Title: Fault-Tolerant Operating System for Many-core Processors
Authors: Amit Fuchs
Supervisors: Avi Mendelson
PDFCurrently accessibly only within the Technion network
Abstract: Creating operating systems for many-core processors is a critical challenge. Contemporary multi-core systems inhibit scaling by relying on hardware-based cache-coherency and atomic primitives to guarantee consistency and synchronization when accessing shared memory. Moreover, projections on transistor scaling trends predict that hardware fault rates will increase by orders of magnitude and the microarchitecture alone could not provide adequate robustness in the exascale era. Resilience must be considered at all levels; operating systems cannot continue to assume that the processors are error-free.

A fault-tolerant distributed operating system is presented, designed to harness the massive parallelism in many-core distributed shared memory processors. It targets scale-out architectures with 1,000-10,000+ fault-prone cores on-chip and waives traditional hardware-based consistency over the shared memory. The operating system allows applications to remain oblivious to hardware faults and efficiently utilize all cores of exascale systems-on-chip without performing explicit synchronization.

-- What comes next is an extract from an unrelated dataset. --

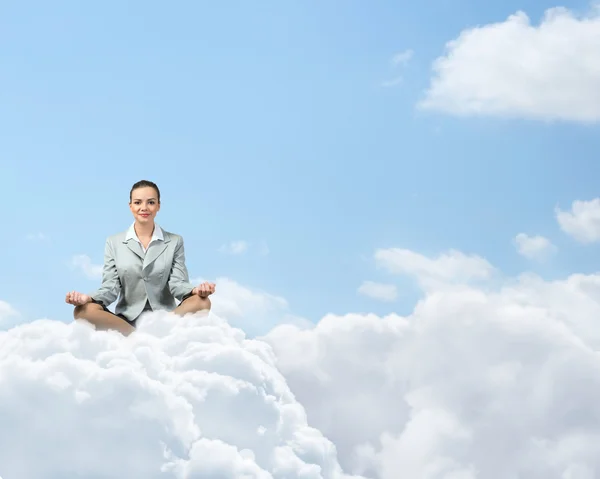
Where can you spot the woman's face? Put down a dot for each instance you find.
(144, 204)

To scale efficiently and reliably as the number of cores rapidly increases while their reliability decreases, the new operating system provides fault-tolerant task-level parallelism to applications through a coarse-grained data-flow programming model. A decentralized wait-free execution engine was created to maximize task parallelism, scalability, and resiliency over unreliable processing cores. It combines message-passing and shared memory without strong consistency guarantees. Fine-grained checkpoints are intrinsic at all levels, enabling on-the-fly recovery of application-level tasks in the case of hardware faults, automatically resuming their execution with minimal costs.

A prototype implementation of the new operating system was experimentally evaluated on a many-core full-system simulator, the presented results exemplify the characteristics and benefits of the new approach.